For detailed strategy mapping on positive regime days, see the 0DTE strategies guide.
Negative gamma day — what actually happens
Negative regime inverts the three patterns:
- Ranges expand. Realised range can exceed the opening ATM straddle's implied move. The "expected move" published at 9:30 AM is a floor, not a ceiling.
- Dips get sold, rallies get bought. Dealer hedging amplifies direction. A weak open gets weaker through lunch; a strong open adds through the afternoon.
- Pin risk stays low or decays. Attraction to a magnet strike is weaker because the hedging flow is not biased toward mean-reversion.

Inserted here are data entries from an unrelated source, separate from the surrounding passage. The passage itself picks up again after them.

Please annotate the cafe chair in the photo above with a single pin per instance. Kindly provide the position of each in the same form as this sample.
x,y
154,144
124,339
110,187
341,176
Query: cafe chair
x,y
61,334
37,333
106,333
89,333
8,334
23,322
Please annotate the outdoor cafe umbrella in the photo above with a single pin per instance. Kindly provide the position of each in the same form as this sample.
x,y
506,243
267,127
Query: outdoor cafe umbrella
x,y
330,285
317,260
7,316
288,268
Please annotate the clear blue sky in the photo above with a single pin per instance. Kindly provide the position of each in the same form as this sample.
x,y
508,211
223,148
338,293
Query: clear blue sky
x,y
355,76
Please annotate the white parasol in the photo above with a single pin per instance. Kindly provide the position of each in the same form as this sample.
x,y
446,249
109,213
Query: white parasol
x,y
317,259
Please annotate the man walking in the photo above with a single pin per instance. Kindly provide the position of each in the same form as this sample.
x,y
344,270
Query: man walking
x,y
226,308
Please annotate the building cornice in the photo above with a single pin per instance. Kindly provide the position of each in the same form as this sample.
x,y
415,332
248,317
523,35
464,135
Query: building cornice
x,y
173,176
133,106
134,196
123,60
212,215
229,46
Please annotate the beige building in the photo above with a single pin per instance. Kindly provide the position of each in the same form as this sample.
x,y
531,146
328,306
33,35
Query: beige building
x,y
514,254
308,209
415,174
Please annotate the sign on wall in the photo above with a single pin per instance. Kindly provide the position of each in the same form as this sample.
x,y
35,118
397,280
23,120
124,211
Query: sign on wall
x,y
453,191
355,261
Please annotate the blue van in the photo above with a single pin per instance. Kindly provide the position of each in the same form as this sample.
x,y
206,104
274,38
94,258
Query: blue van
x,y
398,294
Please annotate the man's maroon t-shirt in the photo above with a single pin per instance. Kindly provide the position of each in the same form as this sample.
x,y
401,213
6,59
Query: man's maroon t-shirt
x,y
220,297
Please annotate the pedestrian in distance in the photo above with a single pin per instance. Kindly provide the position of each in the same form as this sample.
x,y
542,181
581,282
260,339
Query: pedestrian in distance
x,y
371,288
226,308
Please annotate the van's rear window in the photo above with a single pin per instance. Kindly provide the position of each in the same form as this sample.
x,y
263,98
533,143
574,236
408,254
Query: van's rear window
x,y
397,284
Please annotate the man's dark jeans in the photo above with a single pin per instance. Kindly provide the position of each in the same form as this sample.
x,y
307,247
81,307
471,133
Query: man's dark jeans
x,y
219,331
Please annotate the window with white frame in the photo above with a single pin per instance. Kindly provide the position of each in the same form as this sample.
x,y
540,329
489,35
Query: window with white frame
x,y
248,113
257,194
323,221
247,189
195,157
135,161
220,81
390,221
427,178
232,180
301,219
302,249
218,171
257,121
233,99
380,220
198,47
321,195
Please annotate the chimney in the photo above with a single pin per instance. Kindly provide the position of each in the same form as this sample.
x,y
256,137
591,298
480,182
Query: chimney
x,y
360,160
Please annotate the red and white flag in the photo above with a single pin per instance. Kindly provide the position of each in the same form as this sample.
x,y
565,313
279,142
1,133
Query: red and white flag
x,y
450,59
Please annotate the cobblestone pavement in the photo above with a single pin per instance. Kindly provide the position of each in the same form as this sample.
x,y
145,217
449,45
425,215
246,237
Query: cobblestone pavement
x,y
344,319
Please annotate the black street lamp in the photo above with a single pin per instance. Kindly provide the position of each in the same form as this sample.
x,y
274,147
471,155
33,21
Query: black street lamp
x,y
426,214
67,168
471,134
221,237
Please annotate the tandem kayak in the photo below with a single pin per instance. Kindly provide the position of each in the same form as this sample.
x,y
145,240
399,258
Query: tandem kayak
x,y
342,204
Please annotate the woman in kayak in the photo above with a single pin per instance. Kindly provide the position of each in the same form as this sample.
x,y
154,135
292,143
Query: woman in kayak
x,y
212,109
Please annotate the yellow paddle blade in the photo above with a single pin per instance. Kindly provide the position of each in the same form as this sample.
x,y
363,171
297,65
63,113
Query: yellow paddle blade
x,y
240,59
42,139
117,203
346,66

The practical implication for short-premium trades is direct: negative-regime days are not the environment for iron condors or credit spreads targeting a pin. Dealer flow is not on your side. Either trade the amplification directly (long vol, long delta in the direction the regime is pushing) or sit out.
Reading the regime from the API
One call returns the regime label, the 0DTE gamma flip, and the 0DTE share of total GEX:
import requests
r = requests.get(
"https://lab.flashalpha.com/v1/exposure/zero-dte/SPY",
headers={"X-Api-Key": "YOUR_API_KEY"}
)
d = r.json()
regime = d["regime"]
print(f"Label: {regime['label']}")
print(f"0DTE flip: ${regime['gamma_flip']:.2f}")
print(f"Spot vs flip: {regime['spot_vs_flip']}")
print(f"Distance: {regime['spot_to_flip_pct']:.2f}%")
print(f"0DTE share: {d['exposures']['pct_of_total_gex']:.0f}% of chain")
The exposures.pct_of_total_gex field is the lever for deciding whether today's 0DTE regime matters. When it is above 50%, 0DTE hedging dominates intraday flow and the 0DTE regime is the relevant read. Below 30%, the full-chain GEX picture is more important — 0DTE contributes but does not drive.
Combining regime with pin score
The cleanest 0DTE reads come from combining the regime with the 0-100 pin score. Four combinations recur:
| Regime | Pin score | Session character |
| Positive | High (>70) | Classic pin day — sell premium around magnet, small size |
| Positive | Low (<40) | Range-bound drift with no strong attractor — mean-revert extremes |
| Negative | Any | Trend or vol day — avoid short premium, follow the amplification |
| Transitioning | Collapsing | Flip breach imminent — reduce size, re-read in 30 min |
These four reads cover most of the session types traders encounter. They are the skeleton; the pin score numbers and hedging estimates are the meat.
Why regime reads replace chart patterns
Most retail 0DTE education teaches chart patterns. Breakouts, flags, support-resistance levels drawn by eye. These patterns are not wrong — they are downstream effects of dealer hedging flow, and sometimes they fire. But they are lossy compressions of the structural signal. The regime and flip level tell you directly which direction the hedging force is pushing; the chart tells you whether price has gotten there yet.
A breakout in a positive-gamma regime fails more often than it succeeds — dealer hedging is actively selling the rally. A breakout in a negative-gamma regime runs. Same chart pattern, opposite outcomes. The difference is not visible on the price chart at all; it is in the options book. Read the book.
For the full theory of how gamma exposure creates intraday levels, see 0DTE Gamma Exposure & Pin Risk. For the SPXW index specifics, see the SPXW 0DTE guide. For the SPY playbook, see SPY Complete 0DTE Playbook.
The short answer
0DTE regime is the sign of dealer gamma for today's expiry — positive dampens moves, negative amplifies them. The 0DTE gamma flip can be 10-40 points off the full-chain flip and it is the number that matters for today's range. Read it live alongside the pin score; those two numbers explain most of what happens intraday in same-day expiration products.